Salt Spring: 2 to 6 years of inventory – “You may own a million dollar property, you just can’t sell it in a reasonable time, unless you discount the property heavily.”

“Salt Spring: 3 house sales in the last 30 days and 221 properties listed for sale. That’s 6 YEARS of inventory! Of course that is ridiculous, evened out over the last year its more like 2 years of inventory. But the point is the same. You may own a million dollar property on Salt Spring, – you just can’t sell it in a reasonable time, unless you discount the property heavily.”
- JustJack at HouseHuntVictoria, as cited by chip at VCI, 25 July 2011 9:17pm

5 Responses to Salt Spring: 2 to 6 years of inventory – “You may own a million dollar property, you just can’t sell it in a reasonable time, unless you discount the property heavily.”

  1. “You may own a million dollar property on Salt Spring, – you just can’t sell it in a reasonable time, unless you discount the property heavily.”

    That means that you do NOT own a million dollar property.

    • pricedoutfornow

      Haha, that’s right. I had a friend who loved to tell me that her parents owned a “million dollar mansion” in Kelowna. Well, it had been for sale for about two years, before it finally sold for much, much less than a million dollars. My friend never did understand that this “million dollar mansion” was not-though it did take them more than a million dollars to build (flip gone bad). Her parents lost their shirts I think.

    • Agreed.
      Coming soon to a non-island near us?

  2. I’ve been watching the Gulf Islands for years and the prices are crazy. Those damn baby boomers who bought their plot of land 30 years ago for $10K and now list them for $400K. Puleez. Greed much?

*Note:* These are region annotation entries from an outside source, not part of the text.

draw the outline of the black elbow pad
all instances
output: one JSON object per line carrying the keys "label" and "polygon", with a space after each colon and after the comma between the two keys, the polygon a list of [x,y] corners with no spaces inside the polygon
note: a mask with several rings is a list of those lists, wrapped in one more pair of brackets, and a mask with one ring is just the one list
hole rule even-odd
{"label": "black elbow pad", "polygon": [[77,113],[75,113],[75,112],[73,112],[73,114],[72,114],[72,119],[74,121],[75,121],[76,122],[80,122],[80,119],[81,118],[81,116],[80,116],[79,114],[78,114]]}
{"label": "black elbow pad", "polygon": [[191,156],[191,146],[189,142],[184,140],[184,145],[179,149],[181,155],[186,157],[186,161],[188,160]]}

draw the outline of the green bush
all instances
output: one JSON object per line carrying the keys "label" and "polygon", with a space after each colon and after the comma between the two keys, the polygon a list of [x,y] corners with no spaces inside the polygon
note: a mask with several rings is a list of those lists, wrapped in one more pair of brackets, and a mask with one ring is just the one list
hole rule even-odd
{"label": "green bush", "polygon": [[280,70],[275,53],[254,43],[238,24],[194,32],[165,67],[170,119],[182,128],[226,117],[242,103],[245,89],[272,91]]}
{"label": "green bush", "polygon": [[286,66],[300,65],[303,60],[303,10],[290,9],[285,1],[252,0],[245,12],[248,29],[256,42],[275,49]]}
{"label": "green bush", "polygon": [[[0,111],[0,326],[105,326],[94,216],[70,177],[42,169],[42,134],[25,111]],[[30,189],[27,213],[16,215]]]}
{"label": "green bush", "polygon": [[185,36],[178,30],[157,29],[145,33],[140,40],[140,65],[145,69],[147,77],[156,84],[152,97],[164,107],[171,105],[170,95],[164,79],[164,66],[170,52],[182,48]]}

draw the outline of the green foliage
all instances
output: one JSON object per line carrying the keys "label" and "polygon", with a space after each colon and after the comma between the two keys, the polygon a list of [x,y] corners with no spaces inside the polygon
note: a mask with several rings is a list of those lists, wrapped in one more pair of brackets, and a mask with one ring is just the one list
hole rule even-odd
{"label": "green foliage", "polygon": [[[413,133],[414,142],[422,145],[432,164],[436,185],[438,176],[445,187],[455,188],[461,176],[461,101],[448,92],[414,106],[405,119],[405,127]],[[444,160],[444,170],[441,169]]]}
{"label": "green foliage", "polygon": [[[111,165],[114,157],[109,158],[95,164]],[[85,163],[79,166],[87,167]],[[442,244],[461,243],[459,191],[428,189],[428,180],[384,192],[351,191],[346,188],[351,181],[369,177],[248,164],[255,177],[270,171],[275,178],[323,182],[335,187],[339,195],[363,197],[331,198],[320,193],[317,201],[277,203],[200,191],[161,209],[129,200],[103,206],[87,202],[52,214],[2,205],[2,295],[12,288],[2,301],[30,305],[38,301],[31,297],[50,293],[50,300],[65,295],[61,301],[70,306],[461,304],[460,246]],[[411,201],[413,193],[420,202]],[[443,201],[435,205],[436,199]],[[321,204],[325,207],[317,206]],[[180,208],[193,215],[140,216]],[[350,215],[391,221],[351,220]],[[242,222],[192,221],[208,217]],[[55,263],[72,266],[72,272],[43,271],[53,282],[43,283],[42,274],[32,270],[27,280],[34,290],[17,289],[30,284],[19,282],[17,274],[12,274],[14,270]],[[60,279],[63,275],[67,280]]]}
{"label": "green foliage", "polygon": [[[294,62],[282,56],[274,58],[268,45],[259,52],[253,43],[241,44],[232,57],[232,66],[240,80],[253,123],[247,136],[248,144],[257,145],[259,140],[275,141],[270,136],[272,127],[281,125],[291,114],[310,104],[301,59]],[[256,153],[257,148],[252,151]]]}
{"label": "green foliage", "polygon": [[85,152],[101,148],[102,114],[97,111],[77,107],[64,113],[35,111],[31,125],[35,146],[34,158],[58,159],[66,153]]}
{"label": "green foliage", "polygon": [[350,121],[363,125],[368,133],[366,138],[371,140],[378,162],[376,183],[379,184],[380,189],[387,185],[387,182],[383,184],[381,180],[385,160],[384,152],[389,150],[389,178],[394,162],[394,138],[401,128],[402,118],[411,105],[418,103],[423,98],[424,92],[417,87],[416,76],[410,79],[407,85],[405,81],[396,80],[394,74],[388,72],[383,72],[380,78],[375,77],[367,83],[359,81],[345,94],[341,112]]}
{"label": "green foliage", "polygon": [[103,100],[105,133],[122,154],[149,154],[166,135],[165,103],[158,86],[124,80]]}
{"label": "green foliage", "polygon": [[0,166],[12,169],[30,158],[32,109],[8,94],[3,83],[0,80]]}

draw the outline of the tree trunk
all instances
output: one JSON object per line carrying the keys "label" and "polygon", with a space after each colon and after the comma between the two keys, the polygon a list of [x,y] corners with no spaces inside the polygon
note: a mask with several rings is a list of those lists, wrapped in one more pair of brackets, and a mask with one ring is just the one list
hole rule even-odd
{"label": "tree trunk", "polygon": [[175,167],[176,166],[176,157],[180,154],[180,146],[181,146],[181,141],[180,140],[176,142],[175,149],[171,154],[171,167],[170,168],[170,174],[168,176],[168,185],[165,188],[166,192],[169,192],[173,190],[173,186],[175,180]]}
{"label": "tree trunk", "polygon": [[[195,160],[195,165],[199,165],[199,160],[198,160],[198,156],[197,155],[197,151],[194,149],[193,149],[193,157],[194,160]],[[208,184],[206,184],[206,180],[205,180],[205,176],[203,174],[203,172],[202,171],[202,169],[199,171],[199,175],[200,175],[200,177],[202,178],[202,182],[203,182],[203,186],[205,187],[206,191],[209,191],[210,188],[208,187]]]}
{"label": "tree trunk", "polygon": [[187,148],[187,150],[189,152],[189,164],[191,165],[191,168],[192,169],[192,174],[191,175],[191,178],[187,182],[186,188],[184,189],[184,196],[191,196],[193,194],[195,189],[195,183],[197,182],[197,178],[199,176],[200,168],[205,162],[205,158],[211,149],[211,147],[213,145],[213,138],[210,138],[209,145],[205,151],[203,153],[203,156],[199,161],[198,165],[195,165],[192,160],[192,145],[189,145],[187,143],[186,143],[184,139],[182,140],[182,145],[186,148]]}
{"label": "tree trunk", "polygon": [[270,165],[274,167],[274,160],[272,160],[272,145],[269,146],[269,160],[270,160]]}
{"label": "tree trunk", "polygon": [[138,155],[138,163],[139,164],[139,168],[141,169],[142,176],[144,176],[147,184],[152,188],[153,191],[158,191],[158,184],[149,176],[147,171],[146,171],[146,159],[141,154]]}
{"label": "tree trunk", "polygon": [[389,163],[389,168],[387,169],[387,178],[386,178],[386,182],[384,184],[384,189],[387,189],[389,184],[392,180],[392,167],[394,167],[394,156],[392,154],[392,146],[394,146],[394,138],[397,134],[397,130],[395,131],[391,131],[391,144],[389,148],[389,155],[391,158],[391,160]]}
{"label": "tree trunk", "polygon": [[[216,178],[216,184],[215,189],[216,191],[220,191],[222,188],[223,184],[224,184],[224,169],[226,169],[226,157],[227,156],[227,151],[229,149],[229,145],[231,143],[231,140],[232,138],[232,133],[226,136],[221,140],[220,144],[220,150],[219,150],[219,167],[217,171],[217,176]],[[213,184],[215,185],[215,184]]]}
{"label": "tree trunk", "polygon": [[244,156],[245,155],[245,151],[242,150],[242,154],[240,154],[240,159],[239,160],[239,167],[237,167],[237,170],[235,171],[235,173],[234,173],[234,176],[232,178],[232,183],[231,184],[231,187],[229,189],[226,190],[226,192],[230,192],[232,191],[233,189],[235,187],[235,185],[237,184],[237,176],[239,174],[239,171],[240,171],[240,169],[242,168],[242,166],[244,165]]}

  3. Interesting for our family. We have a 1/3 share of a beautiful waterfront Gulf Islands acreage property that has been in our family for 70 years, now owned by three 70ish siblings, inherited from their grandfather. One wants to sell, one is undecided, one (my father) wants to keep. We are considering buying the others out. Assessed is about 800K, comps are 800-900. One who wants to sell feels its worth far more than assessed (attitude of ‘BC real estate sells for far more than assessed always!). Others feel he got it for free, so why should we pay him more than assessed? I feel that we should put it on the MLS and if we (ever) get an offer, then that is what we should pay (if we still want to buy him out then). It should be a year before we have to do anything re setting a price, I think. Any thoughts, suggestions, ideas?